Since 9/11, studying the relations between Islam and the West have become a growth field in academia. Among its leading proponents is Saudi Arabian investor Prince Alwaleed Bin Talal, a billionaire who has spent tens of millions of dollars via his Alwaleed Bin Talal Foundation creating study centres at leading universities, including Cambridge, Harvard and Georgetown, with the goal of fostering interfaith dialogue and understanding.
(Photo: Prince Alwaleed in Kabul, 18 March 2008/Ahmad Masood)
In the wake of the Islamist attacks in Mumbai last November, the foundation’s executive director, Muna AbuSulayman said recently, the organisation is keen to set up a centre in India and also to foster dialogue between Muslims and Jews.

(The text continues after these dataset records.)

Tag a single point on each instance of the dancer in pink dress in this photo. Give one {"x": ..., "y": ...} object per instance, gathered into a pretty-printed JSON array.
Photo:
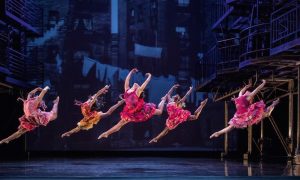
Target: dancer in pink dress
[
  {"x": 33, "y": 115},
  {"x": 177, "y": 114},
  {"x": 135, "y": 110},
  {"x": 90, "y": 115},
  {"x": 247, "y": 113}
]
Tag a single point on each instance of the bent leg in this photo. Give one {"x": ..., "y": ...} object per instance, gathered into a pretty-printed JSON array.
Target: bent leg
[
  {"x": 223, "y": 131},
  {"x": 160, "y": 135},
  {"x": 14, "y": 136},
  {"x": 114, "y": 129},
  {"x": 69, "y": 133}
]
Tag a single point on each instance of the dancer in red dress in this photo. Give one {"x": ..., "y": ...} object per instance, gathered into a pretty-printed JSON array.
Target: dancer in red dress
[
  {"x": 135, "y": 110},
  {"x": 247, "y": 113},
  {"x": 91, "y": 116},
  {"x": 177, "y": 114},
  {"x": 33, "y": 115}
]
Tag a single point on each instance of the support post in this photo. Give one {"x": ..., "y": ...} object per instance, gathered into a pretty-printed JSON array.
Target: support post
[
  {"x": 297, "y": 152},
  {"x": 226, "y": 134}
]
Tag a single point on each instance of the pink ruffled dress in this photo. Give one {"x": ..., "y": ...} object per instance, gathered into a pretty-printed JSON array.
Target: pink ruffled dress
[
  {"x": 136, "y": 110},
  {"x": 247, "y": 114},
  {"x": 177, "y": 115},
  {"x": 33, "y": 115}
]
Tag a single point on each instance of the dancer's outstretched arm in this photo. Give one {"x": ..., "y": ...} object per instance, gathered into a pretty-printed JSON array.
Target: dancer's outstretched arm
[
  {"x": 244, "y": 89},
  {"x": 253, "y": 93},
  {"x": 112, "y": 109},
  {"x": 186, "y": 95},
  {"x": 168, "y": 95},
  {"x": 146, "y": 82},
  {"x": 99, "y": 93},
  {"x": 69, "y": 133},
  {"x": 223, "y": 131},
  {"x": 127, "y": 80},
  {"x": 31, "y": 93},
  {"x": 162, "y": 134}
]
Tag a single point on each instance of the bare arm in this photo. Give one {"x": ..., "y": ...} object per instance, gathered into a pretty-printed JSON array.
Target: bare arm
[
  {"x": 186, "y": 95},
  {"x": 146, "y": 82},
  {"x": 171, "y": 91},
  {"x": 112, "y": 109},
  {"x": 127, "y": 80},
  {"x": 244, "y": 89},
  {"x": 253, "y": 93},
  {"x": 31, "y": 93}
]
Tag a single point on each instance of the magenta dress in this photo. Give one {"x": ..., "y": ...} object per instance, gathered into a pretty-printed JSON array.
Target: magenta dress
[
  {"x": 136, "y": 110},
  {"x": 177, "y": 115},
  {"x": 247, "y": 114},
  {"x": 33, "y": 115}
]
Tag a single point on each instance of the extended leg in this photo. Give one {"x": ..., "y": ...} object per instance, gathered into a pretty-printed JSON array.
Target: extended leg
[
  {"x": 162, "y": 134},
  {"x": 114, "y": 129},
  {"x": 53, "y": 112},
  {"x": 14, "y": 136},
  {"x": 69, "y": 133},
  {"x": 160, "y": 108},
  {"x": 223, "y": 131}
]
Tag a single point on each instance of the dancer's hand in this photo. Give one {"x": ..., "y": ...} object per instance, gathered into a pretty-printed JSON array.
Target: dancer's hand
[
  {"x": 134, "y": 70},
  {"x": 176, "y": 86}
]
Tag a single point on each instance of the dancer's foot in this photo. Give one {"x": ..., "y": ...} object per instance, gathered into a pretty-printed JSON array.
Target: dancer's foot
[
  {"x": 103, "y": 135},
  {"x": 154, "y": 140},
  {"x": 214, "y": 135},
  {"x": 67, "y": 134},
  {"x": 56, "y": 100}
]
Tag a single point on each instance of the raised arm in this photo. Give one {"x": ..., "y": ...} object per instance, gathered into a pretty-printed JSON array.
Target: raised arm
[
  {"x": 244, "y": 89},
  {"x": 99, "y": 93},
  {"x": 171, "y": 91},
  {"x": 186, "y": 95},
  {"x": 127, "y": 80},
  {"x": 31, "y": 93},
  {"x": 146, "y": 82},
  {"x": 253, "y": 93}
]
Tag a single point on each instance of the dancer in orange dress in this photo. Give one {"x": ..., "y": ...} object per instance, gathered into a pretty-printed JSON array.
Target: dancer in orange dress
[
  {"x": 33, "y": 115},
  {"x": 135, "y": 110},
  {"x": 247, "y": 113},
  {"x": 91, "y": 116},
  {"x": 177, "y": 114}
]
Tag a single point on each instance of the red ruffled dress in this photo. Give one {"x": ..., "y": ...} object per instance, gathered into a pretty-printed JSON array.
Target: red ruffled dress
[
  {"x": 136, "y": 110},
  {"x": 33, "y": 115},
  {"x": 90, "y": 118},
  {"x": 247, "y": 114},
  {"x": 177, "y": 115}
]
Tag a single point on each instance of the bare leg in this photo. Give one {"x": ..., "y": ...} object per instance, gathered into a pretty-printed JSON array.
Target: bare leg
[
  {"x": 54, "y": 110},
  {"x": 14, "y": 136},
  {"x": 270, "y": 109},
  {"x": 162, "y": 134},
  {"x": 114, "y": 129},
  {"x": 69, "y": 133},
  {"x": 160, "y": 108},
  {"x": 223, "y": 131}
]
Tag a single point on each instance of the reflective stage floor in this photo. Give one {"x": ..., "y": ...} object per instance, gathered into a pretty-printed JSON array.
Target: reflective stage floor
[{"x": 144, "y": 168}]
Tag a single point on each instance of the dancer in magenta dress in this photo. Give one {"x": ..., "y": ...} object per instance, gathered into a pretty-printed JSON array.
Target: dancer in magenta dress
[
  {"x": 136, "y": 109},
  {"x": 34, "y": 113},
  {"x": 177, "y": 114},
  {"x": 247, "y": 113},
  {"x": 90, "y": 115}
]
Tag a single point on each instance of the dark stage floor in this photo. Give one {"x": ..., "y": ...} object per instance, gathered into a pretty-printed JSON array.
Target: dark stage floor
[{"x": 142, "y": 168}]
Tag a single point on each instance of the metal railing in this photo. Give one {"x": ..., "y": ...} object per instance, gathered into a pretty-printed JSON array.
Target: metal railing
[
  {"x": 26, "y": 12},
  {"x": 285, "y": 23},
  {"x": 255, "y": 42}
]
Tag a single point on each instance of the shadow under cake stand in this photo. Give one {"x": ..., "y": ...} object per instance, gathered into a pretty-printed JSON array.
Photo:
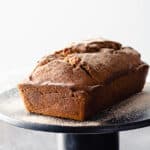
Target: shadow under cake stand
[{"x": 99, "y": 133}]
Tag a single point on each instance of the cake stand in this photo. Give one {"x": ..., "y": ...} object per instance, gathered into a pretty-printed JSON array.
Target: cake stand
[{"x": 98, "y": 133}]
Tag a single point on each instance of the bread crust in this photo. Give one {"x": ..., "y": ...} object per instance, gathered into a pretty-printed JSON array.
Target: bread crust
[{"x": 78, "y": 82}]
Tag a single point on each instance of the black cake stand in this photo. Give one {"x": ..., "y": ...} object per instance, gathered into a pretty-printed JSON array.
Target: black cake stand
[{"x": 98, "y": 133}]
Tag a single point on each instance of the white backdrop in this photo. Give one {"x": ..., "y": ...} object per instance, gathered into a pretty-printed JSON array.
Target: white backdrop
[{"x": 31, "y": 28}]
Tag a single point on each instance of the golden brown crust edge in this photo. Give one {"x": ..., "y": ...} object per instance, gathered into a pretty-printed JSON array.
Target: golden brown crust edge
[{"x": 80, "y": 104}]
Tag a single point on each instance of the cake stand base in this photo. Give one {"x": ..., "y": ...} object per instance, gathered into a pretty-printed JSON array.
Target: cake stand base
[{"x": 109, "y": 141}]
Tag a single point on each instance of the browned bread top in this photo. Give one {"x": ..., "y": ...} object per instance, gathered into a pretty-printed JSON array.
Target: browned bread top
[{"x": 86, "y": 64}]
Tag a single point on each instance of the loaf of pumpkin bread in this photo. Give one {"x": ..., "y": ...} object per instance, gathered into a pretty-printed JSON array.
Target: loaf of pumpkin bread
[{"x": 82, "y": 79}]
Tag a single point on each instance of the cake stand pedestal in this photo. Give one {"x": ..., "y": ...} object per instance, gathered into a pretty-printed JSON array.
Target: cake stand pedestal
[{"x": 98, "y": 133}]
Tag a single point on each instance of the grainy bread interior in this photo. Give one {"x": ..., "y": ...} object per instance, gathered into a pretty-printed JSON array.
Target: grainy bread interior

A Mumbai Jewish community centre was seized and its rabbi and his wife killed during those attacks, in which 179 people were killed in a days-long rampage by members of a Pakistan-based militant group. “What has happened in India with the shooting was a wake up call,” she said. “India and Pakistan have a history, there’s a reason they separated. We want to help them minimise that.”
During an interview in London, AbuSulayman, wearing a cream-coloured headscarf, talked broadly about the need for interfaith dialogue, and included Judaism in that. But she said the Alwaleed Foundation definitely wouldn’t open a centre in Israel even though it does support dialogue with Jews.
“Would we do something on Jewish studies? Most definitely. We really do separate the idea between Zionism and Judaism,” said AbuSulayman. “We do believe in this tradition of all of the Abrahamic religions being together.”